A fifth of American adults have read an electronic version of a book in the last year, a trend that is fueling a renewed love of reading, according to a new survey.

The portion of e-book readers among all American adults has increased to 21 percent from 17 percent between December and February, due in large part to a boom in tablet and e-reader sales this past holiday season.

All those devices are turning some consumers into super readers, according to a survey released Thursday by the Pew Internet and American Life Project. E-book readers plowed through an average of 24 titles in the past year, compared with an average of 15 for readers of physical books.

“Those who have taken the plunge into reading e-books stand out in almost every way from other kinds of readers . . . They are avid readers of books in all formats,” said Lee Rainie, director of research at Pew.

Curiously, e-reading somehow sparks a love of books in any format. Even as e-readers are downloading books on computers, tablets and smartphones, they are also checking out more books at libraries and buying more at bookstores and online. About nine in 10 e-book readers said they have also read printed books in the past year, Pew reported in its survey of about 3,000 people 16 and older.

The findings should cheer publishers and educators who hope the convenience of reading and downloading books on devices might lead to fatter bottom lines for the book business as well as greater literacy. E-book fans tend to be affluent and educated, the survey said.

But the news isn’t all good for publishers, according to experts. Even though 40 percent of e-book readers say they are plowing through more book titles on their devices, the industry hasn’t quite turned that trend into fatter profits.

Publishers complain of rampant downloading of pirated books. They add that e-book ­prices are lower — and there is much wrangling with online stores such as Amazon.com and iTunes over fees.

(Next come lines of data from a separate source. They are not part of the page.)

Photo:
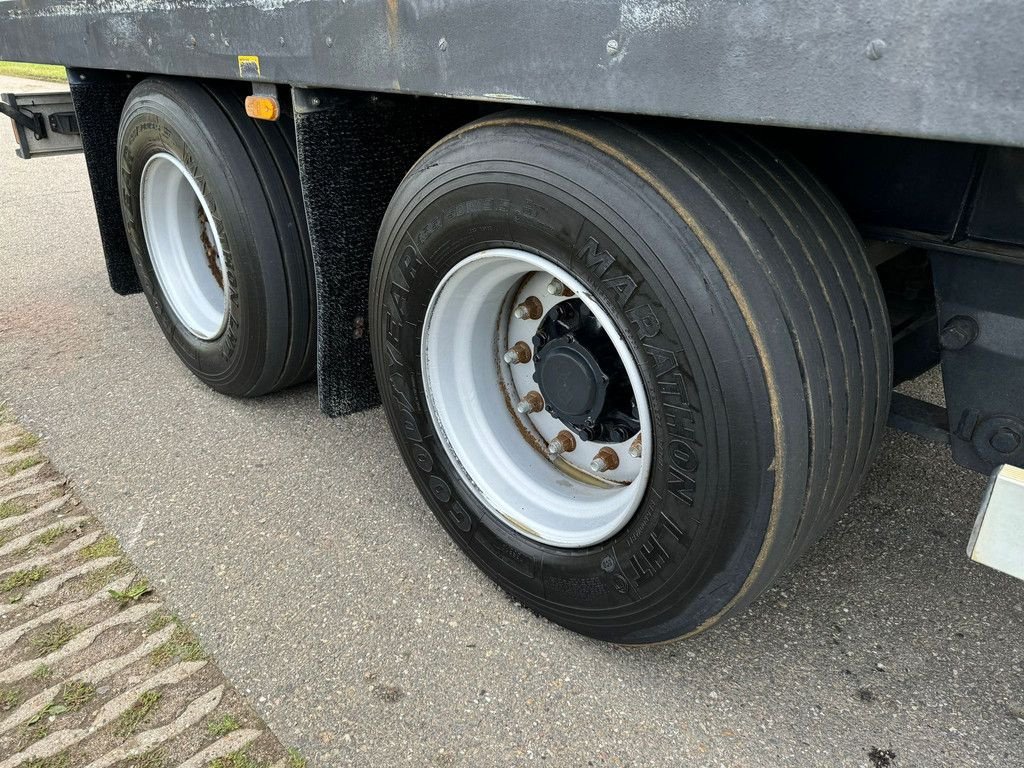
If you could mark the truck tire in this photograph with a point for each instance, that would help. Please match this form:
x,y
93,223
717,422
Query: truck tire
x,y
702,344
213,212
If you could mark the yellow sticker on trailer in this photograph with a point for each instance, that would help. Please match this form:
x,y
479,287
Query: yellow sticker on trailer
x,y
249,67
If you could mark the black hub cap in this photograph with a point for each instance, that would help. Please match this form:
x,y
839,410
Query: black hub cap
x,y
581,376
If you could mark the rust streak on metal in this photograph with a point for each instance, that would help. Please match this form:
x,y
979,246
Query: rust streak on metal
x,y
392,23
208,247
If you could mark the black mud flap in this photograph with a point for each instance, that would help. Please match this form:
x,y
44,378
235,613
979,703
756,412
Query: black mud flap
x,y
44,123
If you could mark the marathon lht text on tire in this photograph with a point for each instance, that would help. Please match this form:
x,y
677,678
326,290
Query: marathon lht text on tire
x,y
634,374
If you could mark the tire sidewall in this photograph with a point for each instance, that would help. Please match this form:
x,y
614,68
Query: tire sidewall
x,y
156,123
629,588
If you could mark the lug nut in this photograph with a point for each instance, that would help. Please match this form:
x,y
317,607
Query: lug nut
x,y
636,450
562,442
606,459
530,403
556,287
530,308
518,352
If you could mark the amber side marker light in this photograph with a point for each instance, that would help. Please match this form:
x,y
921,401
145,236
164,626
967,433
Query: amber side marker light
x,y
262,108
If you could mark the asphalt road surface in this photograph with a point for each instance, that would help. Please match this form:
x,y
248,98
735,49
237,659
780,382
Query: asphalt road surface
x,y
304,557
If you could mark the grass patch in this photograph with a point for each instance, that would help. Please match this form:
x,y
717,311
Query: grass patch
x,y
49,73
10,509
9,696
42,672
60,760
53,638
32,732
223,725
77,694
130,720
237,760
105,546
130,594
158,621
50,535
183,646
25,442
22,579
155,758
30,461
97,579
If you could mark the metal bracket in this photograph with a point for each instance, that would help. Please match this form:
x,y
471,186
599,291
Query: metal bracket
x,y
32,122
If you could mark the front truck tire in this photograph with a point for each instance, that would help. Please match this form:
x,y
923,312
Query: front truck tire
x,y
213,212
740,373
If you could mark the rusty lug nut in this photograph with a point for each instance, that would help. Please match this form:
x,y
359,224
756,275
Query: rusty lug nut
x,y
530,308
636,450
556,287
530,403
518,352
562,442
606,459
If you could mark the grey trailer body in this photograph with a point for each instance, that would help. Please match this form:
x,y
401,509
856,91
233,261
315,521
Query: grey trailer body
x,y
940,70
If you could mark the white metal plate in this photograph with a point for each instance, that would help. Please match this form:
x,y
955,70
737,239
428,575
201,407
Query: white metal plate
x,y
997,539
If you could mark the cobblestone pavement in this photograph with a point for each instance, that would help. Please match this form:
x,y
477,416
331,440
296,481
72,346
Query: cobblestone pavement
x,y
94,671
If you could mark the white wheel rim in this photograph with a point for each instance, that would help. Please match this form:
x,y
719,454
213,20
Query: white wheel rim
x,y
184,246
471,393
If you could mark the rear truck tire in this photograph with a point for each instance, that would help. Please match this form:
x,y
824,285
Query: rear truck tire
x,y
213,212
691,306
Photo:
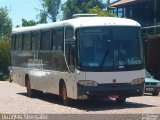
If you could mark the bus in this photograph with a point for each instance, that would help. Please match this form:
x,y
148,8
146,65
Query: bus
x,y
81,58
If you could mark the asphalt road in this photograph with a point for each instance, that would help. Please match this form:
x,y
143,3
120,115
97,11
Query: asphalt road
x,y
14,100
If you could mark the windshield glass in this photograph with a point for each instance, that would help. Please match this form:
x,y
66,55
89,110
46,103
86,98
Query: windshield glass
x,y
109,47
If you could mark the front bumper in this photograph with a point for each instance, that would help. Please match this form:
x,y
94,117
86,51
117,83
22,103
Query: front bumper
x,y
107,90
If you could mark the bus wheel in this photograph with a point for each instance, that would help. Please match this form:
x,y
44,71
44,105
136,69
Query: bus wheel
x,y
155,93
65,99
121,100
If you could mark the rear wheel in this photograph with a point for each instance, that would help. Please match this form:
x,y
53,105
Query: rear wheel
x,y
121,100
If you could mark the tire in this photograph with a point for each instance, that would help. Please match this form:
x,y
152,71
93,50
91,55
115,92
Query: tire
x,y
155,93
121,100
65,99
31,92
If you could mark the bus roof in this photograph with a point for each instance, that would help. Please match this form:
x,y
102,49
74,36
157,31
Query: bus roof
x,y
81,22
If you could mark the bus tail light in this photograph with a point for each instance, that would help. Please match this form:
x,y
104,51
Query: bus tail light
x,y
87,83
137,81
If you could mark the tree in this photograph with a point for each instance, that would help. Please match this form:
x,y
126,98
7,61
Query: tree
x,y
50,10
28,23
79,6
5,24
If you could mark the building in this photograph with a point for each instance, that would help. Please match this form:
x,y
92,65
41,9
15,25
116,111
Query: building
x,y
147,13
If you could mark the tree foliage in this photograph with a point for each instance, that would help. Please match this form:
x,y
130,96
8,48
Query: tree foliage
x,y
80,6
5,24
28,23
50,10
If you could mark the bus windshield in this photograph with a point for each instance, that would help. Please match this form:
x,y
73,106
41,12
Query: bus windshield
x,y
114,47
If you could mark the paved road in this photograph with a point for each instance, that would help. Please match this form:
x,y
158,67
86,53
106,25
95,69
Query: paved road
x,y
14,100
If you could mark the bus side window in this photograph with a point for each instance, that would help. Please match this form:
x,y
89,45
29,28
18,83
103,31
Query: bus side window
x,y
69,44
19,42
26,41
58,39
13,42
46,40
36,37
53,42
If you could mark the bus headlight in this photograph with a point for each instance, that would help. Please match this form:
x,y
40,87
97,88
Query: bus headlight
x,y
137,81
87,83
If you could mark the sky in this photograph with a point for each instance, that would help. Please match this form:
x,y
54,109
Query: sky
x,y
27,9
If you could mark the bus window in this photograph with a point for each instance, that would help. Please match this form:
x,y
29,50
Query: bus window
x,y
13,42
46,40
19,42
69,43
26,41
58,39
36,37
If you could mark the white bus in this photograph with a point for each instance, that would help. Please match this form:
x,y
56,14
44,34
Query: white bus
x,y
81,58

Major publishers are being investigated by the Federal Trade Commission for allegedly colluding with Apple on e-book prices. The alleged price-fixing stems from publishers’ desire to price books higher than Amazon’s stubbornly low rate of $9.99 per book through its Kindle devices.

“This is a different channel for them, and it takes a little more understanding on how to market things,” said Carl Howe, head of consumer tech research at the Yankee Group.

The relatively cheap price of devices has educators looking to tablets and e-readers as educational solutions. Last week Education Secretary Arne Duncan and Federal Communications Commission Chairman Julius Genachowski announced initiatives with tablet makers Samsung and Apple to get textbooks onto devices and into classrooms.